München – Grausam, unfassbar, rechtswidrig. Als die GroKo Mitte 2018 ihren Entwurf für die Neuregelung des Familiennachzugs für subsidiär geschützte Flüchtlinge vorlegte, hagelte es heftige Kritik. Grüne, Linke, Hilfsorganisationen und Kirchen hielten die Obergrenze von 1000 Angehörigen im Monat für unmenschlich, weil zu niedrig – die AfD gruselte sich indes vor mehr Flüchtlingen. Im August trat die Regelung in Kraft, es passierte Überraschendes: Die 1000er-Marke wurde weit unterschritten. Das hat sich inzwischen geändert. Eine Bestandsaufnahme.
Um wen geht es?
Wer politisch verfolgt wird oder nach der Genfer Konvention als Flüchtling anerkannt ist, darf seine Angehörigen ohnehin nach Deutschland holen. Die subsidiär geschützten Flüchtlinge, um die es hier geht, bilden eine dritte Gruppe: Oft sind es Syrer, die nicht verfolgt werden, aber eben aus einem Kriegsgebiet kommen. Auch sie dürfen seit August 2018 wieder Angehörige nachholen, konkret: Erwachsene ihre Ehepartner und minderjährigen Kinder, Minderjährige die Eltern.
Wie sind die Zahlen?
Der Prozess lief schleppend an. Von August bis Anfang November 2018 hatten nur 786 Angehörige ein Visum für Deutschland erhalten. Wie das Innenministerium bestätigte, stiegen die Zahlen plötzlich.

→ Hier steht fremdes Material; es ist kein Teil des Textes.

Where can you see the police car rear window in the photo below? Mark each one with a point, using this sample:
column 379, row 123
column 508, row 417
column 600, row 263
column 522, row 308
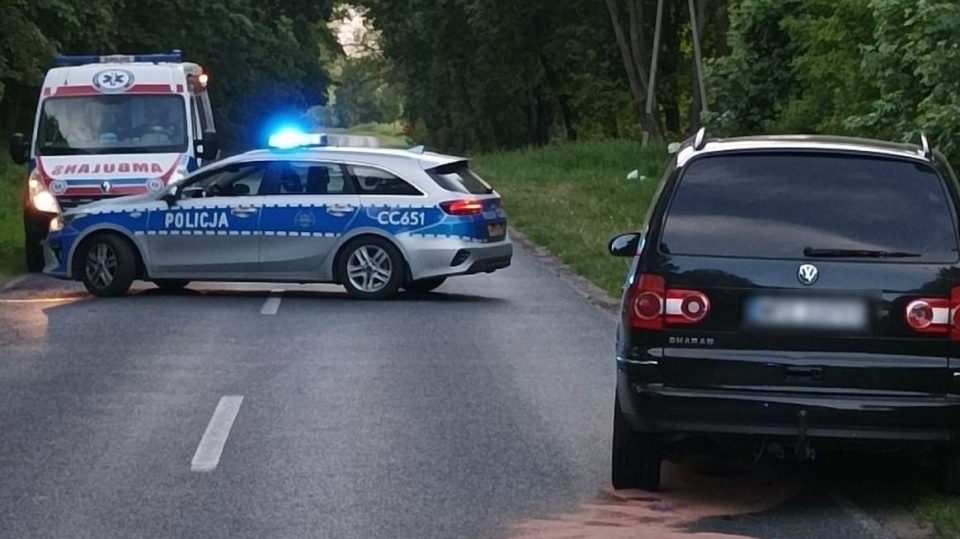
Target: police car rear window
column 777, row 205
column 458, row 177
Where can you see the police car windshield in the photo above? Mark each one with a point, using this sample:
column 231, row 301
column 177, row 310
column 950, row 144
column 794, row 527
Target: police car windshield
column 112, row 124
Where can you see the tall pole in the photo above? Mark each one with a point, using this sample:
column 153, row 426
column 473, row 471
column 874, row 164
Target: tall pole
column 697, row 55
column 651, row 88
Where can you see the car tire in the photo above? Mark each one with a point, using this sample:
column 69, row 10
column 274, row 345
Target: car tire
column 107, row 265
column 637, row 456
column 171, row 285
column 424, row 285
column 371, row 268
column 950, row 471
column 33, row 252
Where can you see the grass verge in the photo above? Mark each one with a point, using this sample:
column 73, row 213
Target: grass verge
column 572, row 198
column 941, row 512
column 11, row 218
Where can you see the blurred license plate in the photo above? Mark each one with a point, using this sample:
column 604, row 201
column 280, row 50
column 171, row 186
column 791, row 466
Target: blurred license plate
column 807, row 313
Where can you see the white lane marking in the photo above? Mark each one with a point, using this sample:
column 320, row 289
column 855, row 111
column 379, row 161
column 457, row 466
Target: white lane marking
column 211, row 445
column 15, row 282
column 272, row 305
column 865, row 521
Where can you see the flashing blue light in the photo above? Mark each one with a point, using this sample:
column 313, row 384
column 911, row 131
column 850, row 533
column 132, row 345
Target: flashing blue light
column 171, row 58
column 293, row 138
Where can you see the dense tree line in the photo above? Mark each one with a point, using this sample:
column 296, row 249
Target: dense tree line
column 265, row 57
column 474, row 75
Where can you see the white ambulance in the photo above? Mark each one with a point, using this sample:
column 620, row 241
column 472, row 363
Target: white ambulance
column 110, row 126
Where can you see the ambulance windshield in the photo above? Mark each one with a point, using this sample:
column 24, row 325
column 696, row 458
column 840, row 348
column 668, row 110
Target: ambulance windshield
column 112, row 124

Im Dezember wurden 1050 Visa erteilt, im Januar 1096 und im laufenden Monat bis 18. Februar schon 701. Nach Bayern kamen mit der neuen Regelung von August bis Dezember 48 Menschen. Berücksichtigt man auch die regulären Familiennachzüge, kamen 2018 genau 3302 Menschen nach Bayern.
Warum der Anstieg?
„Mich hat eher überrascht, dass es am Anfang so wenige waren“, sagt Migrationsforscher Herbert Brücker vom Institut für Arbeitsmarkt- und Berufsforschung. Vergangenes Jahr schätzte er, dass bis zu 60 000 Familienangehörige von subsidiär geschützten Flüchtlingen nachziehen könnten. Das Potenzial lag also weit über den tatsächlichen Zahlen. Brücker vermutet, dass das Problem auf Verwaltungsebene lag. Auch aus dem Innenministerium heißt es, die Abläufe zwischen verschiedenen Ebenen hätten sich erst einspielen müssen.
Wer entscheidet?
Das Prozedere ist kompliziert. Der Flüchtling beantragt bei einer deutschen Ausländerbehörde Visa für seine Angehörigen. Die wiederum werden in ihrer Heimat bei einer deutschen Vertretung (Botschaft oder Konsulat) vorstellig, sofern es eine gibt. Oft müssen sie auch zur nächsten Vertretung ins Ausland reisen. Dort werden Identität und Verwandtschaftsbeziehungen der Antragsteller geprüft (auch kompliziert, weil oft Heiratsurkunden fehlen). Aktuell liegen 36 000 Terminanfragen zum Familiennachzug bei deutschen Auslandsvertretungen vor.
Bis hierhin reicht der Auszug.